3203. Introduction to Artificial Intelligence

Prolog (2)

 

1. Lists

List is a very useful data structure in Prolog. A list is a sequence of arguments written within a pair of square brackets. An argument can be a constant, a variable, or a list.

Examples of lists: [a, b, c], [biking, swimming], [X, a, mary], [], [1, [2, 3], Y].

Prolog uses a "bar operator" to indicate "the rest of the list". In list [X | Y], X indicates the first element of the list, and Y indicates the rest of the list (which is a list itself).
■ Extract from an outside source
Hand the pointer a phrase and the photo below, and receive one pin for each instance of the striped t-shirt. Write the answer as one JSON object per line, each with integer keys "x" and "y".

After defining the following facts in file "my_lists.pl":

my_lists([a, b, c]).
my_lists([biking, swimming]).
my_lists([X, a, mary]).
my_lists([]).
my_lists([1, [2, 3], Y]).
we get the following running log:
?- my_lists([X|Y]).
X = a,
Y = [b, c] ;
X = biking,
Y = [swimming] ;
Y = [a, mary] ;
X = 1,
Y = [[2, 3], _G3068].
An identifier proceeded by a "_" represents an internal variable. When a query variable is unified with an internal variable, some implementations (like the current SWI-Prolog) does not report it. Otherwise we may see a
X = _G1234
before
Y = [a, mary]

 

2. List processing

In Prolog, a predicate on list is usually defined recursively, that is, by reducing the relation to another one on a shorter list, until a boundary situation, where the relation is specified directly.

The following is a typical Prolog program:

/* member(X, Y) is true iff X is an element of list Y. */

member(X, [X | _]).
member(X, [_ | T]) :- member(X, T).
In the program "_" is an anonymous variable.

A more powerful program:

/* append(X, Y, Z) is true iff list Z equals X and Y appended together */

append([ ], L, L).
append([H | T], L, [H | R]) :- append(T, L, R).
Both predicates are already implemented in SWI-Prolog, so they can be directly called from any Prolog program.

Different ways to use the predicates:

?- member(a, [b, c, a, d]).
true ;
false.

?- member(a, [a, b, a, c]).
true ;
true ;
false.

?- member(X, [a, b, a, c]).
X = a ;
X = b ;
X = a ;
X = c.

?- append([a, b], [c, d], [a, b, c, d]).
true.

?- append([a, b], [c, d], [a, b, c]).
false.

?- append([a, b], [c, d, e], X).
X = [a, b, c, d, e].

?- append([b], X, [a, b, c, d]).
false.

?- append(X, [c], [a, b, c]).
X = [a, b] ;
false.

?- append(X, Y, [a, b]).
X = [],
Y = [a, b] ;
X = [a],
Y = [b] ;
X = [a, b],
Y = [] ;
false. 
Other implementations may be slightly different, such as in the first two queries usually a single answer is provided.

Compared with procedural programming language, a Prolog program often implements more than one functions, because it allows the input/output distinction among arguments to be determined at query time.